Key Points of MongoDB Design

Last Update:2018-12-05 Source: Internet

Author: User

Developer on Alibaba Coud: Build your first app with APIs, SDKs, and tutorials on the Alibaba Cloud. Read more ＞

From:

Http://apan.me/index.php/2011/05/01/mongodb%E8% AE %BE%E8% AE %A1%E8%A6%81%E7%82%B9/

A while ago, when studying auto-scaling, I learned about MongoDB. Here I will briefly record the key points of its design.
The official website of MongoDB is described as follows: MongoDB is a high-performance, highly scalable open-source document-type database, which is implemented in C ++. Its main features are as follows:

Document-oriented storage)
Indexes supported
High Availability (replica sets)
Auto-sharding

Basic Concepts

Document: A Basic data unit, which is equivalent to a row record in a relational database );
Collection: equivalent to a table in a relational database, but a schema-free table;
Namespace: each collection has a corresponding namespace.

Storage Engine

The memory ing file MMAP is used for implementation, while 32-bit machines are limited by address space.

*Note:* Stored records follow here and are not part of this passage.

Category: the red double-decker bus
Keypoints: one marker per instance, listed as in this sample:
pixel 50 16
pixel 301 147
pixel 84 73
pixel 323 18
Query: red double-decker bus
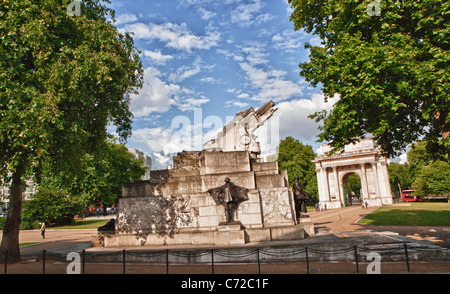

Therefore, the maximum data space of a single instance is only about 128 GB, and 64-bit machines are basically unlimited (TB ), therefore, we recommend that you use a 64-bit machine for deployment.
Each database is composed of a. Ns metadata file and multiple data files (dbname. {, 2 ,......}, With the auto-increment number as the extension ). To prevent small databases from wasting space, MongoDB's data files start at 16 MB by default and increase in multiples. 2 GB is the maximum size of a single data file. Example:

Each data file is organized by extents. Each namespace can contain multiple extents and can be discontinuous. Similar to the data file growth mechanism, the extent size of each namespace also increases by a multiple. Each data file contains a special namespace named $ freelist, which is mainly used for extent recycling Management (when the collection is deleted ).
The. Ns file stores the metadata of all collections in the database. For example, the collection consists of the blocks and indexes. The location of each segment is represented by the following data structure: struct diskloc
{
Int filenum; // The 0 in test.0
Int offset; // position in file
}; // 64 bits
Because MMAP is used for implementation, all memory management is handed over to the OS for processing.
References: http://www.10gen.com/video/mongosv2010/storageengine

Disaster Recovery Backup

Basic Principles of replica sets

The replica set is composed of a unique master (a primary) and one or more slave (secondaries. When the current master is unavailable, the replica set selects a new slave as the new master by election.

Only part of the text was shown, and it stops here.